Carspecken outlines the preliminary steps of critical qualitative research, including outlining research questions and the subjects of study as well as examining my own value orientations.
My values color my view of the study subjects. My subjects are teachers. But these teachers, most modern teachers in the U.S. traditional public systems, have experienced an increased administrative oversight for the last thirty years. The history of American Education has been a pendulum between hypervigilant administrative oversight that allowed educators little freedom in their curriculum and methods on one side and the ideal of the professional teacher who is in touch with their students and the pedagogy to reach them on the other. Since the 1983 publication of A Nation at Risk, teachers have been subject to every encroaching administrative oversight, homogenizing curriculum, objectives, methods and procedures. My own personal value system sees this ever tightening homogeneity as a detriment to education, stifling the ideas of teachers and stepping on their rapport with students.
As the regulations become more draconian, teachers are struggling to meet the requirements of the latest rounds of regulations and standards while maintaining their own standards of excellence in instruction and facilitating learning. Where teachers previously shared ideas and methods with the other teachers within their school and system, the modern age of digital communication and social networking has allowed this dissemination of teacher content and pedagogical to spread across the nation and the globe.
So how does this digital network of educators function? What do teachers actually take away from their experiences on networks like Twitter, the defacto social network for online interaction between educators? Is it actual professional knowledge or moral support? How much of what goes on is talking shop with other like minded educators and how much of what is discussed is actually implemented in class?

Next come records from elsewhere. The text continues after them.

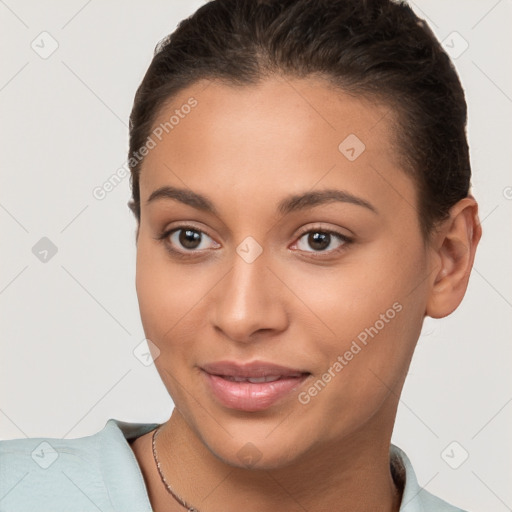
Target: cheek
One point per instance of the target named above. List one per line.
(169, 294)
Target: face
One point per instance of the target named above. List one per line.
(331, 285)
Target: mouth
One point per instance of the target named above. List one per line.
(251, 387)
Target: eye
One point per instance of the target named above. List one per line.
(321, 239)
(186, 239)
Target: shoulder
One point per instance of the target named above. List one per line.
(50, 473)
(414, 497)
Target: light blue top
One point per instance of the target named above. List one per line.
(100, 472)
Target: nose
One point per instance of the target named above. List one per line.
(249, 301)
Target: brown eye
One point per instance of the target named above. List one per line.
(189, 239)
(322, 241)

These teachers also seem to be organizing with political motives, active on all sides of the political debate over education reform. For some it is a soapbox, for others a debate platform, while other groups use the platform for grassroots organization of educators. What results come from these political uses of the platform? Is Twitter an amplifier for a few voices or do the educator interactions on Twitter result in actual policy change?
These are the questions and concerns I have as I start the research. Now it is time to see how they evolve.